Spots are open for one Time Lord (new character, best Time Lord title gets the spot), and up to three other characters.  Two should be locals to Wycham, one may be from another world/time period travelling with the Time Lord.  Once you have an idea, it takes about 5-10 minutes to create a character.

RC

EDIT:  See last post for link to game.


----------



## Ilium (Jul 17, 2007)

So is Jane Emory in, then?  

The write-up I did included a bit about her already being a time lord's companion, but we can easily drop that and have her start "pre-weirdness."


----------



## Raven Crowking (Jul 17, 2007)

Absolutely.


----------



## Ilium (Jul 17, 2007)

Jane appears to be a bored (and, to be honest, somewhat boring) adjunct professor of sociology at Wycham University.  Her research into fringe and student subcultures has given her a remarkable ability to adapt to new social situations.  The reserved and wry academic's transformation into partying sorority girl, tough-talking biker chick or angst-ridden goth can be quite a shock for those getting to know her.  The "real" Jane Emory can be hard to pin down...

Jane Emory:
STR +0, END +1, DEX +2, AGL +1, PCN +1, KNO +4, PSI -4, PRS +3
HP: 10
Saves: Fortitude +1, Reflex +2, Willpower +4
Defense: 12

Background: Academic
*Skills*
Administration (KNO) +8
Cryptology (KNO) +8
Gather Information (PCN) +5
Knowledge (Behavioral Sciences) (KNO) +8
Knowledge (Popular Culture) (KNO) +8
Knowledge (Theology and Philosophy) (KNO) +8
Knowledge (Physical Sciences) (KNO) +8
Knowledge (Streetwise) (KNO) +8
Research (KNO) +8
Computer Use (KNO) +8

_Social Chamelon: _By spending an Action Point, Jane can cause people to treat her as though she belongs in a particular setting. Each use of this Knack lasts for one episode. Social Chameleon causes the average person to treat her as though she belongs in a setting; specific major characters can still determine that she is an outsider.


----------



## Raven Crowking (Jul 20, 2007)

Don't forget that you start with 4 Action Points.

(If we can get enough people, I am thinking about including the mechanics is spoiler boxes during play, and the actual adventure write-up as an attachment when the game is done.)


----------



## Ilium (Jul 20, 2007)

That would be cool.  I'm working on a new digital format for adventures (if I can get some time in the next week or so, the Collaborative Cave that der_kluge organized will be the first one).  If I get it working correctly, I'd be glad to do a conversion of your adventure for you.


----------



## Lobo Lurker (Jul 21, 2007)

Looks interesting. I've not had the time to go over the rules yet, but it sounds very interesting.   I love the new Doctor Who.

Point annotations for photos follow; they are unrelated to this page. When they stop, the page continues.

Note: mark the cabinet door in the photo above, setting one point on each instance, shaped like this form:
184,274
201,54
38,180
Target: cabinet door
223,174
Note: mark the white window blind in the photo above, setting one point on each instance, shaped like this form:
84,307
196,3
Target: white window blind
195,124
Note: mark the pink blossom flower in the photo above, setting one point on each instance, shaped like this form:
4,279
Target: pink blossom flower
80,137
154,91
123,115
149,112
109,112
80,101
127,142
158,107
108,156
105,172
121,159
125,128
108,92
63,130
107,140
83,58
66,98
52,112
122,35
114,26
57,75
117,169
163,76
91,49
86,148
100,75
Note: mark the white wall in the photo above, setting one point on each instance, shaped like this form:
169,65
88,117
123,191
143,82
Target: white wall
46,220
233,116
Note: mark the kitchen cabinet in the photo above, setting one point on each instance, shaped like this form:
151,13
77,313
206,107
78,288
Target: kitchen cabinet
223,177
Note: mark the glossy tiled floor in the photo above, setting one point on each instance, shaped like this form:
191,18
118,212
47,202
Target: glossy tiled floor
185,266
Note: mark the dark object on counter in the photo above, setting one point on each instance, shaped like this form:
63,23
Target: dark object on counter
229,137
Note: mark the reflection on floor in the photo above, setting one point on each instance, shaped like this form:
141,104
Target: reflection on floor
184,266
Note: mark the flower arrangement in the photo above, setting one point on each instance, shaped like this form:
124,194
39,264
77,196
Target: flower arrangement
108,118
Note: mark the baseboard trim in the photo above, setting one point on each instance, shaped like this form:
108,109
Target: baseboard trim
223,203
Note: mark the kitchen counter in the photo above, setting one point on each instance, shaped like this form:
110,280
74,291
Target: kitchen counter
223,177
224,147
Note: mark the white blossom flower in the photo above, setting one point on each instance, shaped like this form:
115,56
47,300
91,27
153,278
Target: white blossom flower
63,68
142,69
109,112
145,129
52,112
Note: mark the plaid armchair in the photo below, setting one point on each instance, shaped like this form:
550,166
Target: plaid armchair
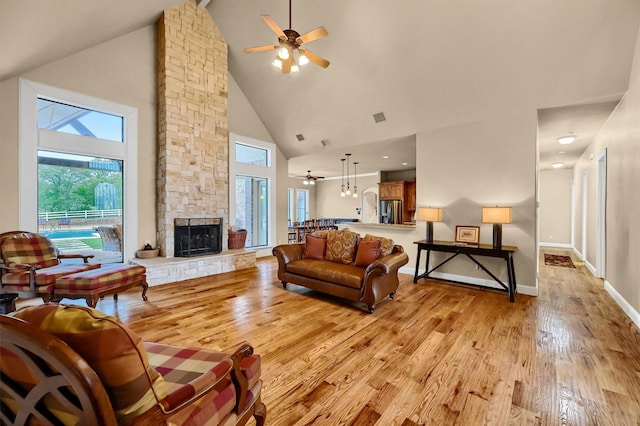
75,365
30,264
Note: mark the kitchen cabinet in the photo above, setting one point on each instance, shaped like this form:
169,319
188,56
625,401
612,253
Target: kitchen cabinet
411,196
403,191
392,190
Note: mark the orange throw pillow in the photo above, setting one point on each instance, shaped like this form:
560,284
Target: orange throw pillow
368,252
314,248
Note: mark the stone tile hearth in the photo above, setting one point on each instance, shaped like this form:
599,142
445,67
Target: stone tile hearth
162,270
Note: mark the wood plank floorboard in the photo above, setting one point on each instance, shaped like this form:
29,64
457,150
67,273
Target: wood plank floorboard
438,354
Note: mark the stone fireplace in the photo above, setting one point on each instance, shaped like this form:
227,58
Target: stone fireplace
197,237
193,139
193,147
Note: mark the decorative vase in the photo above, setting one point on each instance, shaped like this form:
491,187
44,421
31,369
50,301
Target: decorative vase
146,254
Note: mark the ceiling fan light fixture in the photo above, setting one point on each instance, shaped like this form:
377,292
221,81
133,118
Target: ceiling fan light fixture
283,53
566,140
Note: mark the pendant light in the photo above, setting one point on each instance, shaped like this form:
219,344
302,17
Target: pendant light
348,191
355,174
342,194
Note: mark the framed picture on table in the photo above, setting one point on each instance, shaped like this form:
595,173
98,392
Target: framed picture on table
468,235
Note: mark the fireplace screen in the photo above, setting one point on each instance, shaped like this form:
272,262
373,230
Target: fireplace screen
197,236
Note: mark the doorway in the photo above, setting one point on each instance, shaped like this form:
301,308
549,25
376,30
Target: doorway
601,214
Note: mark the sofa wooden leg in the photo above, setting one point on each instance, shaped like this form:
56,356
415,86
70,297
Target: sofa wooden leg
145,287
260,413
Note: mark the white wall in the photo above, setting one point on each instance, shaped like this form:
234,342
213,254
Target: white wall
120,70
620,135
555,207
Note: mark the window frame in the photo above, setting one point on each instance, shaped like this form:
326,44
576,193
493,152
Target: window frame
243,169
32,139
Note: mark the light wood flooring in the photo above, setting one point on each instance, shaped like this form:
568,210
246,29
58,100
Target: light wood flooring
438,354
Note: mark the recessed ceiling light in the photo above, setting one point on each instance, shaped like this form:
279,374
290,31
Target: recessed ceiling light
566,140
379,117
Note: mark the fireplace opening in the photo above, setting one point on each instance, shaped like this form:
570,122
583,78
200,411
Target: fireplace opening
197,236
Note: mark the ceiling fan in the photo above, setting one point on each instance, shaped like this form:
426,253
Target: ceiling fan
308,179
289,42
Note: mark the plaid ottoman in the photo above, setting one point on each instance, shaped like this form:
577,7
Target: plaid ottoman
96,283
187,371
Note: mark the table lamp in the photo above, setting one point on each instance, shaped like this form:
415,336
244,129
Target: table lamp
497,216
430,215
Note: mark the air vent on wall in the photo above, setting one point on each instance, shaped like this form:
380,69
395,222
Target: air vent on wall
379,117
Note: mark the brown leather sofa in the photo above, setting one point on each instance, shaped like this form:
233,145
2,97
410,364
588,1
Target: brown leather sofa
369,285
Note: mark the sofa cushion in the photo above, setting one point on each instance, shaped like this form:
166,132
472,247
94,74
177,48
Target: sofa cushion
321,234
314,247
386,244
342,246
338,273
116,354
368,252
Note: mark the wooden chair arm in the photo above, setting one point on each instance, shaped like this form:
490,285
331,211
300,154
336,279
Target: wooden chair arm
76,256
14,267
55,367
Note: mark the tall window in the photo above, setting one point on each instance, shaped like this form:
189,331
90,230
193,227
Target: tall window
291,203
85,149
251,204
302,205
252,209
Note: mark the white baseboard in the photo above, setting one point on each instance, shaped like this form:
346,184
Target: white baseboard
626,307
522,289
555,245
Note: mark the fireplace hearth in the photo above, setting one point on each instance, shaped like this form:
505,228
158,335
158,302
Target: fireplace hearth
197,236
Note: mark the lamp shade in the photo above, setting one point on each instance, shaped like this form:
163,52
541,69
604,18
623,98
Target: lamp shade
430,214
496,215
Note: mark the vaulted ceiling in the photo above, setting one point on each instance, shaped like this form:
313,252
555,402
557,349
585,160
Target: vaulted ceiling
425,64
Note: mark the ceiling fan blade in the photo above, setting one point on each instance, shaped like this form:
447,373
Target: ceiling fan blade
261,48
274,27
315,58
312,35
286,65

Maybe something like an old west bounty hunter (or bandido) who fell through a fracture in time before getting picked up by the time lord.


----------



## Ilium (Jul 22, 2007)

Sweet googly moogly!  I just saw an ad on BBC America.  Torchwood premieres in September.  Yay!


----------



## Lobo Lurker (Jul 22, 2007)

Torchwood Season 2 or Season 1?


----------



## Ilium (Jul 23, 2007)

It didn't say.  Since the series is new to BBC America, I assume it's series 1.


----------



## deamonprince (Jul 23, 2007)

*Time Lord Character.*

*Essrisingriloklandusunk, The Sage (Time Lord).*
STR +0, END +4, DEX +0, AGL +2, PCN +2, KNO +8, PSI +5, PRS +2.
*Hit Points:* 18 (2d8+4), *Saves:* Fort +5 Ref +3, Will +4.
*Defence:* 13. *Action Points Remaining:* 4. *Regenerations Used:* 1.
*Background:* Scientist. *Age:* ?. *Gender:* Male. *Home-World:* Gallifrey. *Time Period:* Unknown. *Height:* 5'10.

*Skills:* Administration +12 (u), Astrogation +10, Computer Use +16, Concentration +12, Engineering +10, Gather Information +4, Investigate +4, Knowledge (Alien Species) +14, Knowledge (Arcane Lore) +14, Knowledge (Planets) +14, Knowledge (Spacecraft) +12, Knowledge (Technology) +12, Knowledge (History) +12, Navigate +12 (u), Repair +14, Research +14, Sciences (Biology) +14, Sciences (Astronomy) +12 (u), Sciences (Chemistry) +14, Sciences (Physics) +14, Sciences (Robotics) +12 (u), Sciences (Temporal Sciences) +18, TARDIS Systems +16.

*Knack:* Resourceful Pockets (Action Point Activated).
*Psychic Powers:* Body Control, Telepathic Focus, and Telepathic Reception.
*Abilities:* Regeneration (11 Left), Temporal Sense (100m), Minor Special Effect, Deux Ex Machina, Binary Vascular System, Bypass Respiratory System, Burst of Energy, Cold and Heat Damage Reduction (15).
*Equipment:* Type 42 Mark 3 TARDIS, TARDIS Key, Sonic Screwdriver, Gallifreyan Pocket Watch, Gallifreyan Clothing (with Transcendant Pockets), Psychic Paper.

The Sage, as he has come to be known, has had a thirst for knowledge for as long as anyone can remember. And being a Gallifreyan, and a Time Lord, The Sage has had access to knowledge that lesser races would give anything for a momentary glimpse of. But he longed to put all this information into context, for as much as Ess enjoyed his scientific research, he relished the chance to put his theories into practice.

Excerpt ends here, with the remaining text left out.